Naquele momento singular, estava perdendo a consciência ao mesmo tempo em que compartilhava o destino de meus entes. Fui isolada para algum canto oculto e escuro da minha mente, sentia-me LIBERTA por finalmente ter a oportunidade de me encontrar com todos eles provendo a sensação de que estava junto com todos a palmos de distancia, como se estivesse me despedindo e partindo com meus queridos. Para algumas pessoas pode ser que isto não importe muito, mas... A dádiva de poder dizer “adeus” significava mais que a essência de toda minha personalidade. Cerrei meus olhos.

               Um soco irrompeu da escuridão diretamente em meu tórax; quando dei por mim estava de quatro no corredor expelindo água de minhas narinas e garganta. Inspirei o oxigênio tão alto que pareceu um grito de dor, o ritmo das arfadas só não eram mais rápidas e maiores que minha frequência cardíaca.

               O empresário fez com que eu me sentasse no banco e deixou com que eu recuperasse totalmente o meu fôlego e discernimento! Deixou também com que eu chorasse e gritasse histericamente até que absorvesse o impacto e seus danos consequentes.

               O senhor cômico de cartola me estendeu um cigarro aceso (agora muito mais confiante e cheio de si) enquanto era sorvida de whisky pelo anfitrião, do qual tomei vagarosamente com medo do afogamento.
               - E então minha jovem, foi capaz de sentir? Algo mudou? – Disse o empresário.

               Não respondi. Mas de fato tudo havia mudado, acordei para o que chamo de “resto da minha vida” ou “verdadeira vida”, agora que possuo claro entendimento e domínio sob todas as emoções possíveis para um ser humano, gosto de crer até que passei pela “Expansão Mental” automaticamente. 

               Fui informada de que estava sendo filmada e ao mesmo tempo participava do jogo de algumas pessoas nas “Apostas em geral”. E uma senhora que apostava (uma mulher de negócios dona de uma pequena porção de ilhas no oriente) me indicou aos organizadores do Casarão para que futuramente tivesse um envolvimento maior com o jogo. Devido a minha força e coragem por ter escolhido deliberadamente a situação do “Desespero Único”. Mal sabe a mesma que não fui informada de praticamente nada quanto as regras, ou fui e deixei passar devido a minha apatia e influência alcóolica. 
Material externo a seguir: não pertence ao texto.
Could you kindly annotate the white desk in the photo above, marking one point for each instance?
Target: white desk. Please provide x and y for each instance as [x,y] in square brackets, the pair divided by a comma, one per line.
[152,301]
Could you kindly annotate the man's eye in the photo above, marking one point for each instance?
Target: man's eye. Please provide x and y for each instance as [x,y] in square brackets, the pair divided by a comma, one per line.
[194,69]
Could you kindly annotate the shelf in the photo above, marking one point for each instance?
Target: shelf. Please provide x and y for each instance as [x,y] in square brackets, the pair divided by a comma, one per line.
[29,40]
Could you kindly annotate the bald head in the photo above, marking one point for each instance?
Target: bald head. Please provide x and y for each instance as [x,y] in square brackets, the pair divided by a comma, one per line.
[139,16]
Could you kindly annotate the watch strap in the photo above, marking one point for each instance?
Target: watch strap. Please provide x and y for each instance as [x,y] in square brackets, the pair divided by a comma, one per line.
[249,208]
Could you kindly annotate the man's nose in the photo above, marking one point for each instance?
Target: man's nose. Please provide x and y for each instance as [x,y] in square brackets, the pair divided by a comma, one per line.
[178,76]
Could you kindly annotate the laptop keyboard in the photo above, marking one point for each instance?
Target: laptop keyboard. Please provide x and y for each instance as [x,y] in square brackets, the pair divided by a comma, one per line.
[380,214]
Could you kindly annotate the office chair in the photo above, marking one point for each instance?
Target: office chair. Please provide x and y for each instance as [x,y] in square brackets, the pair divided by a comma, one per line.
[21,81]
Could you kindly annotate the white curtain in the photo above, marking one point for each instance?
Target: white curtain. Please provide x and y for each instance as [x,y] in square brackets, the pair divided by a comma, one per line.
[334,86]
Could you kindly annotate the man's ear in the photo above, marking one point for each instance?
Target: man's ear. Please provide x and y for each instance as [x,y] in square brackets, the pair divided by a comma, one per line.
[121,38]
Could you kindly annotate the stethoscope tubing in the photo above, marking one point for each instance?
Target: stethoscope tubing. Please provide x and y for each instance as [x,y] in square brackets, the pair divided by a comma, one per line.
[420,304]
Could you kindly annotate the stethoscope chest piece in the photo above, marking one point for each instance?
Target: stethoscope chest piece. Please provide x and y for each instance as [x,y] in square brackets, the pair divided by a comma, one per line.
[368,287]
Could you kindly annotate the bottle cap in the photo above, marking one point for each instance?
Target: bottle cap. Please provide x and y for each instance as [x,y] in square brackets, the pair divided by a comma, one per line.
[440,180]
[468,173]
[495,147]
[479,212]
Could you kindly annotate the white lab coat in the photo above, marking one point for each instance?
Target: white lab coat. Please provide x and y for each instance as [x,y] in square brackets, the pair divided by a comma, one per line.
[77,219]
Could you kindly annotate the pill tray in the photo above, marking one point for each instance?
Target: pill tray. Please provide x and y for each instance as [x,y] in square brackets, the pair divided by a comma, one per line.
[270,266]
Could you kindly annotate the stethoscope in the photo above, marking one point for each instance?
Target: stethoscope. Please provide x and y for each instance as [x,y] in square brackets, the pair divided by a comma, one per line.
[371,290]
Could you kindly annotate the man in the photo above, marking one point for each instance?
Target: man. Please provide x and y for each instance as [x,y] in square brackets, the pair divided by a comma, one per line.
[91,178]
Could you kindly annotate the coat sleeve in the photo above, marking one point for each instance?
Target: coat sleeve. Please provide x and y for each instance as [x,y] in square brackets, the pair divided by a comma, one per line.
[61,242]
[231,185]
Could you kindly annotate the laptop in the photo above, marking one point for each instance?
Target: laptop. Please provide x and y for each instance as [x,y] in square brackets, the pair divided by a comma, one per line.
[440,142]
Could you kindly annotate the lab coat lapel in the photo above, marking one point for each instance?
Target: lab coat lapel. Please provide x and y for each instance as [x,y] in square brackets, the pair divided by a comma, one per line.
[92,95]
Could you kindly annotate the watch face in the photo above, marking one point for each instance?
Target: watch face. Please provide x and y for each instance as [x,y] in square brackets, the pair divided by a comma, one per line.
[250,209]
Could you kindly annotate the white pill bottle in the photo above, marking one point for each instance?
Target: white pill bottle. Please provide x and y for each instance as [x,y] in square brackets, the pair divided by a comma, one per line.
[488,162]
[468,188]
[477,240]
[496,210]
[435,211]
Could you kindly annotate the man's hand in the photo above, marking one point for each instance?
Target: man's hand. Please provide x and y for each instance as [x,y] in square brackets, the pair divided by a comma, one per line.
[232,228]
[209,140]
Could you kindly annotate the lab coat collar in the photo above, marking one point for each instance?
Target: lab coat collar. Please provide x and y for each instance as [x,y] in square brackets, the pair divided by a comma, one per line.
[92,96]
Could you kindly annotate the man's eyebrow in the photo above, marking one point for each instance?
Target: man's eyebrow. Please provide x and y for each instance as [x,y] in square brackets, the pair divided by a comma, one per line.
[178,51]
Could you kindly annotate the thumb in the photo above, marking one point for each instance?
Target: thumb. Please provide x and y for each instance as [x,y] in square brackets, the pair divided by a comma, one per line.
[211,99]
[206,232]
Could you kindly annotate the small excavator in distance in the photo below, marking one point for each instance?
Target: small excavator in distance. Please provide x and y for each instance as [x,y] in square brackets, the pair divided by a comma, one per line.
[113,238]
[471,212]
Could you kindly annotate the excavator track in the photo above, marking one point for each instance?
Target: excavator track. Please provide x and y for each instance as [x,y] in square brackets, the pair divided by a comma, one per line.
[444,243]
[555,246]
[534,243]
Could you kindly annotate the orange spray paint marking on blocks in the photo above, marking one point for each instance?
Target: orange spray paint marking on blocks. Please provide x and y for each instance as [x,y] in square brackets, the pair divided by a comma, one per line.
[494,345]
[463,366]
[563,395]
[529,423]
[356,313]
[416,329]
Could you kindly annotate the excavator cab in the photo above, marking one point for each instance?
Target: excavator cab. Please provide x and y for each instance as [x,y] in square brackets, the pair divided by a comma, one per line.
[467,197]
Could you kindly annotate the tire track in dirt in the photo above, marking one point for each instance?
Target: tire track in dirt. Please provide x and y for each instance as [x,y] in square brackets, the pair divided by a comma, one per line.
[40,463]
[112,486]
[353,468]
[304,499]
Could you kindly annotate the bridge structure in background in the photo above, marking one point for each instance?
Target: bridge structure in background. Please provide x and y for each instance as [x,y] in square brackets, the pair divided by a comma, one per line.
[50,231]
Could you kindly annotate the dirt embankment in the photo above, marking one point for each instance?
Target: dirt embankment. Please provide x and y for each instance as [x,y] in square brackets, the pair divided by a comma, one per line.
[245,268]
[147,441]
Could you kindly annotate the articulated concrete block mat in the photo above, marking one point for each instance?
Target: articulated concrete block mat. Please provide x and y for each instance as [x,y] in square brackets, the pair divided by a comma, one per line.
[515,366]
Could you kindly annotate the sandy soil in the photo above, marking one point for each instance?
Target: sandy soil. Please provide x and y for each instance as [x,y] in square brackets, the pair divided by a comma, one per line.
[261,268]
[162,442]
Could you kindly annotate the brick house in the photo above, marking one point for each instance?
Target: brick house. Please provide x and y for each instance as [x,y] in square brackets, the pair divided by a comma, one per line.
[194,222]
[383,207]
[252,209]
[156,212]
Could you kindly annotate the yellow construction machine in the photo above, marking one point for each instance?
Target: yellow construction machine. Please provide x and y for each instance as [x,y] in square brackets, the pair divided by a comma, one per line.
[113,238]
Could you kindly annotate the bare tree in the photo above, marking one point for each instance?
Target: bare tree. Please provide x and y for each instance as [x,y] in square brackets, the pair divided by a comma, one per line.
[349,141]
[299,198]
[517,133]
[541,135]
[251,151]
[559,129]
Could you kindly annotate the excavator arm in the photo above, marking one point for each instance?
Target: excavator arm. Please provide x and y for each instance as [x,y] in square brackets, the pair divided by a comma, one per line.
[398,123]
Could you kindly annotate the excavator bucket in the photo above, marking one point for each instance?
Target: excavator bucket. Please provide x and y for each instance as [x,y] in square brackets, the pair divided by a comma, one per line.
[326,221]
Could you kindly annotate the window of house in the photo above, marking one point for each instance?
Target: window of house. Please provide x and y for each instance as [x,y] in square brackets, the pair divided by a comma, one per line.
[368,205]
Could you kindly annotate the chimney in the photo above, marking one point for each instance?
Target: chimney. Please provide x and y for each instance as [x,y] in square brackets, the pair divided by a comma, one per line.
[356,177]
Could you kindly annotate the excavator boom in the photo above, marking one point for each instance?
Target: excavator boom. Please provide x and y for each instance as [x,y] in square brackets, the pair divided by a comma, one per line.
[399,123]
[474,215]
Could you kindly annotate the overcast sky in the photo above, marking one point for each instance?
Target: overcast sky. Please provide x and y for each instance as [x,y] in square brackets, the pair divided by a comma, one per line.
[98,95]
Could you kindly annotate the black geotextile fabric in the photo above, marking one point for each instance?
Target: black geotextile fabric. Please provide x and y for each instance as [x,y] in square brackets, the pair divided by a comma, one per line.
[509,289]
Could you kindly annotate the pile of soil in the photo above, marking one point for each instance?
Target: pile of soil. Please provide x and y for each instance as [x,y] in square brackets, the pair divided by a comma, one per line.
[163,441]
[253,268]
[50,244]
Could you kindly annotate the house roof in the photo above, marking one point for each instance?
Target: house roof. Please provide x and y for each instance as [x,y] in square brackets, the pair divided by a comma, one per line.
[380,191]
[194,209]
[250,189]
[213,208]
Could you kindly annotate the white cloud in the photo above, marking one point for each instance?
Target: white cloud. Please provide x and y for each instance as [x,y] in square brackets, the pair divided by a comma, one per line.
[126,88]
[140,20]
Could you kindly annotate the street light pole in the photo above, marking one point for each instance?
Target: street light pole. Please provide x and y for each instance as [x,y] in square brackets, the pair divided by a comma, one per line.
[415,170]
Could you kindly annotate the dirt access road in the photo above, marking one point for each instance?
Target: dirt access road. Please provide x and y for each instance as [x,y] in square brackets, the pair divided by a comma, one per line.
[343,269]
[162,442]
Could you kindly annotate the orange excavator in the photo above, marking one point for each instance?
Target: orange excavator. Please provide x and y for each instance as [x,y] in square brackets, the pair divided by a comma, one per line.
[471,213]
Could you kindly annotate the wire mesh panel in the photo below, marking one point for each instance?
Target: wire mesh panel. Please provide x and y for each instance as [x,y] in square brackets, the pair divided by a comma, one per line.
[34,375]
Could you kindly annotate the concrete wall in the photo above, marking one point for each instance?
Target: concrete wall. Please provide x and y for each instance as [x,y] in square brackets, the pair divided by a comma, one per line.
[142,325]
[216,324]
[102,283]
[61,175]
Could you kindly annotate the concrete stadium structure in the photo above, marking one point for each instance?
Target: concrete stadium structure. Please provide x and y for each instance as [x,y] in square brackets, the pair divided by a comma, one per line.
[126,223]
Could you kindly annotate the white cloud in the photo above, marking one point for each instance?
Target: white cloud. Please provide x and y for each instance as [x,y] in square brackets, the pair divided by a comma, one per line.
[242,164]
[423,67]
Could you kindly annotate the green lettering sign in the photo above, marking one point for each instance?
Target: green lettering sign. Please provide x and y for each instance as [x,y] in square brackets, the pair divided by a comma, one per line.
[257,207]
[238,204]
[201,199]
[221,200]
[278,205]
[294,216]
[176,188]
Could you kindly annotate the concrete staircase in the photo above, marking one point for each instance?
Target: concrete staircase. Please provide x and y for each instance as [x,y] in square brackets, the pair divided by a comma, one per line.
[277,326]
               “Foram os 200 mil mais bem gastos até o momento”, pensei.

               Em suma encontrei minha verdadeira vocação, renasci para o mundo, a despeito de todas as adversidades e condições da qual fui limitada.

               A única questão que paira minha mente é: devo participar passivamente, enfrentando, crescendo e me divertindo com todas as possibilidades e aspectos do jogo passando pelas situações que ainda não enfrentei ou ativamente, como entendedora e mestra do jogo? Sendo na “captura” de clientes e na exploração da vida dos mesmos!

Sem dúvida este é o ápice, minha maior aposta!!!